Though only a decision of the Prothonotary, patent and trademark agents should be aware of the decision and govern themselves accordingly. 

Licensees should always keep in mind that their obligations to their clients regarding all information is governed by the Code of Professional Conduct provision on Confidentiality: 

  1. An agent must hold in strict confidence all information concerning the business and affairs of the client acquired in the course of the professional relationship and must not disclose such information unless the disclosure is expressly or impliedly authorized by the client, required by law or by order of a court or otherwise permitted or required by this Code. 

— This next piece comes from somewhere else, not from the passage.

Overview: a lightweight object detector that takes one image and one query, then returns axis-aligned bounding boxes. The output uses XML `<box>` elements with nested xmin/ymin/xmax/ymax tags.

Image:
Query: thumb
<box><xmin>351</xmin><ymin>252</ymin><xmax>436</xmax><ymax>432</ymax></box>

In response to Janssen, some would say assessment of infringement (as well as patent validity) must be a matter relating to protection of an invention, and therefore the decision is incorrect. Others would say clients do not wish for an infringement analysis to be undertaken; so, this is not an intrinsic part of protection and on the facts, the decision is correct. 

Not until this issue is reviewed by the Court at a higher level will these issues get fully addressed. 

In the meantime, the decision appears to create some unfortunate distinctions between agents who are lawyers and those who are not. Clients of the former have the benefit of lawyer-client privilege, which is broader than the scope afforded agent-client privilege in this decision. Non-lawyer agents must consider this when engaging with clients in matters that are beyond the scope of ‘any matter relating to the protection of an invention’. If their advice or communication falls outside the analysis in this decision, they may have to advise clients there may not be privilege associated with the communications and give the client an option to involve a lawyer in the advice-giving process to ensure the communications are fully protected.